St Nicholas Abbey is located in Saint Peter, Barbados, a plantation house, museum and rum distillery.Colonel Benjamin Berringer built the house in 1658.
This house is one of only three genuine Jacobean mansions in the Western Hemisphere. It is similar to the English Jacobean manor houses of the first half of the seventeenth century, the period between the Tudor and Georgian styles, beginning in the reign of James I.
St Nicholas Abbey has no church connection, it has always been a sugarcane plantation house. The exact origin of its name is not known but rumour has it that it was named after George Nicholas, husband to Berringer's granddaughter, Susanna.
Berringer was killed in a duel with his neighbor, Sir John Yeamans, who then married Berringer's widow and claimed the abbey as his property. In 1669, the Colonel's children took the matter to court and were awarded ownership of the property.

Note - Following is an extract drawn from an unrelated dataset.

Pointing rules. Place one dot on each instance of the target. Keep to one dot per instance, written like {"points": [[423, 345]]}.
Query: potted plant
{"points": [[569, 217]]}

Sir John and his wife then moved to the United States, where they helped found South Carolina. The house was later acquired by the eminent baronet, planter and legislator, Sir John Gay Alleyne, through his marriage to Christian Dottin. He lived there from 1746 until his death in 1801. Alleyne family traditions hold that Sir John planted the impressive mahogany avenue leading to Cherry Tree Hill.
The house passed by marriage to Charles Cave in 1834.
The abbey was no longer a functioning plantation after 1947. Sugar has been grown on the plantation since 1640 and there is still the evidence of the mill and sugar making edifices. Sugar was processed on the property until 1947, the cane is now trucked eight miles to the Portvale Sugar Factory for processing.